ESPE2023 Poster Category 2 Late Breaking (77 abstracts)
1king Abdullah Specialized Children Hospital, Ministry of National Guard Health Affairs, Riyadh, Saudi Arabia. 2Ministry of Health, Riyadh, Saudi Arabia. 3College of Medicine, King Saud Bin Abdulaziz University for Health Sciences, Riyadh, Saudi Arabia. 4King Abdullah Specialized Children’s Hospital, Ministry of National Guard Health Affairs, Riyadh, Saudi Arabia. 5King Abdullah International Medical Research Centre, Riyadh, Saudi Arabia
Introduction: Childhood cancer survivors (CCSs) has increased risk of endocrine complications, of which, abnormal growth and hypothyroidism are the commonest. The risk of developing endocrinopathy will vary according to different host factors including type of tumour and factors related to treatment modalities including chemotherapy, radiotherapy, surgery and bone marrow transplantation. we aim to assess the prevalence and associated risk factors of early development of endocrinopathies, namely; abnormal growth and hypothyroidism among CCSs throughout a 5-year follow-up period after exposure to therapy.
Methods: A chart review retrospective cohort study (2015 – 2021) to assess the prevalence and risk of development of abnormal growth and hypothyroidism in CCS during the first 5-year follow-up period after exposure to therapy. We used the health medical informatics system records of all CCSs to scrutinize our data that was analyzed using SPSS V23.

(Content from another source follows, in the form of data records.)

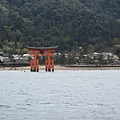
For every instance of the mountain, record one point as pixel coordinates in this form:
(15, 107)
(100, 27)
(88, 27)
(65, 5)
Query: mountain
(67, 23)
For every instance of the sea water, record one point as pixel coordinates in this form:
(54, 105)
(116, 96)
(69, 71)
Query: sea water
(60, 95)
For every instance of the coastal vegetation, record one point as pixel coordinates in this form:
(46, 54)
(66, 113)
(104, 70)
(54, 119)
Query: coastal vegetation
(94, 25)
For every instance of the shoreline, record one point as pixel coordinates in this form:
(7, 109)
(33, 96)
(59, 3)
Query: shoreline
(58, 67)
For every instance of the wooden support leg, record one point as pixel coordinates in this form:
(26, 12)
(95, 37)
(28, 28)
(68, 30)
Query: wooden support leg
(53, 64)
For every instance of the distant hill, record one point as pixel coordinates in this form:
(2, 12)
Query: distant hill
(67, 23)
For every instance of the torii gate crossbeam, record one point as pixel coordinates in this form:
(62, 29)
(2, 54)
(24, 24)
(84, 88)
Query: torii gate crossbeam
(48, 52)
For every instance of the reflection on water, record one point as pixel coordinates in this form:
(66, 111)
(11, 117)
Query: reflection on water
(60, 95)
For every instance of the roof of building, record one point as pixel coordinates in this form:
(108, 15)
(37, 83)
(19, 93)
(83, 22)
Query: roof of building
(42, 48)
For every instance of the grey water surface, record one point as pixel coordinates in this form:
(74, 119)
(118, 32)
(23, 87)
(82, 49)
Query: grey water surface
(60, 95)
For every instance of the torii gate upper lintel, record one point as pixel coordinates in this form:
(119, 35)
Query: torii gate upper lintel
(42, 51)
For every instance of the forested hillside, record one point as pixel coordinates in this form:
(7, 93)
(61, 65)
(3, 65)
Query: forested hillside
(67, 23)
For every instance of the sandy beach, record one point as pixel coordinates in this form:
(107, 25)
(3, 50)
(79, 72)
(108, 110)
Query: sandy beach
(58, 67)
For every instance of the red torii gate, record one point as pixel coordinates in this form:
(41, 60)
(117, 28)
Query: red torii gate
(48, 52)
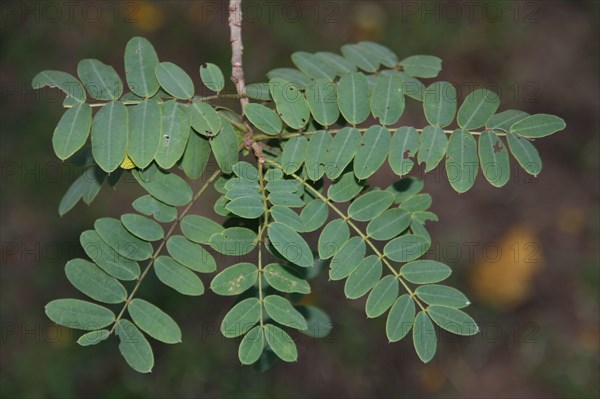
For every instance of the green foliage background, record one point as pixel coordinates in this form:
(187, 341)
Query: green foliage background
(556, 67)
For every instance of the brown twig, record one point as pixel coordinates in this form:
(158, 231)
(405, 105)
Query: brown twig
(237, 71)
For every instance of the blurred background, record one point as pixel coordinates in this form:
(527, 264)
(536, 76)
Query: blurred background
(527, 255)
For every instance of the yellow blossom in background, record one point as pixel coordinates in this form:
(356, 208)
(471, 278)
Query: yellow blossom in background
(504, 281)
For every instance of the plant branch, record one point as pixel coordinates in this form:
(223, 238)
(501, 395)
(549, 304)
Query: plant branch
(237, 50)
(262, 137)
(202, 189)
(358, 231)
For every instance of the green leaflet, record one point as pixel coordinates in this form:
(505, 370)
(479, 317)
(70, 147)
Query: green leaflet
(199, 228)
(389, 224)
(424, 338)
(173, 274)
(400, 319)
(294, 76)
(345, 188)
(235, 279)
(363, 278)
(504, 120)
(312, 66)
(140, 62)
(63, 81)
(288, 217)
(78, 314)
(72, 131)
(247, 207)
(432, 147)
(258, 91)
(134, 347)
(174, 135)
(174, 80)
(453, 320)
(285, 280)
(109, 136)
(416, 203)
(283, 312)
(196, 156)
(252, 346)
(164, 186)
(314, 215)
(107, 258)
(281, 343)
(290, 244)
(93, 282)
(361, 57)
(352, 99)
(93, 337)
(341, 151)
(117, 237)
(525, 153)
(294, 154)
(144, 133)
(316, 154)
(225, 148)
(204, 119)
(406, 248)
(212, 77)
(290, 102)
(332, 238)
(142, 227)
(321, 96)
(372, 152)
(370, 205)
(154, 322)
(382, 296)
(347, 259)
(286, 199)
(477, 108)
(101, 81)
(150, 206)
(263, 118)
(422, 66)
(381, 53)
(462, 162)
(435, 294)
(241, 318)
(493, 155)
(387, 99)
(440, 104)
(425, 271)
(336, 62)
(234, 241)
(403, 145)
(536, 126)
(191, 255)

Results: The study recruited 220 children (1-5 (41%), 5-12 (27%) and above 12 years (33%), Males=113, 51%) The main variables were height velocity and BMI (growth) and tumor type (hematological (52.3%) and solid tumors) and hypothyroidism. Hypothyroidism developed in (n=30/220, 14%), height velocity less than 4 cm (n=98/220, 45.8%) and overweight/obesity developed in 32% (n=69/220) of CCSs. The study showed that children above 12 years had increased risk of developing hypothyroidism (P-value=0.004). No gender significant difference although more boys were affected. The height velocity < than 4 cm /year was significantly affected in the first 3 years (P- value=0.013, <0.001, 0.009 in each year, respectively). The modality of intervention associated with highest prevalence of hypothyroidism was the bone marrow transplantation (BMTx) (33%, P-value <0.001). The risk associated with the development of height velocity < 4 cm/year was also the highest in children older than 12 years. They were more affected in the first year in both the hematological and solid tumors, and also post corticosteroids and radiotherapy (P-values =0.017, 0.024, 0.039, 0.006, respectively). Height velocity was affected late in post BMTx, in the second- and third-years post treatment (P values= 0.006 and 0.034, respectively). The risk factors associated with development of overweight (n=16, 7.2%) and obesity (n=30/220, 13.6%) was significant post chemotherapy in third- and fourth-years post intervention (P-value=0.41).
Conclusion: The risk of developing early endocrinopathy was more apparent in the first 3 years post therapy and older age group was the more vulnerable in our cohort. Bone marrow transplantation was the most intervention associated with endocrine complications.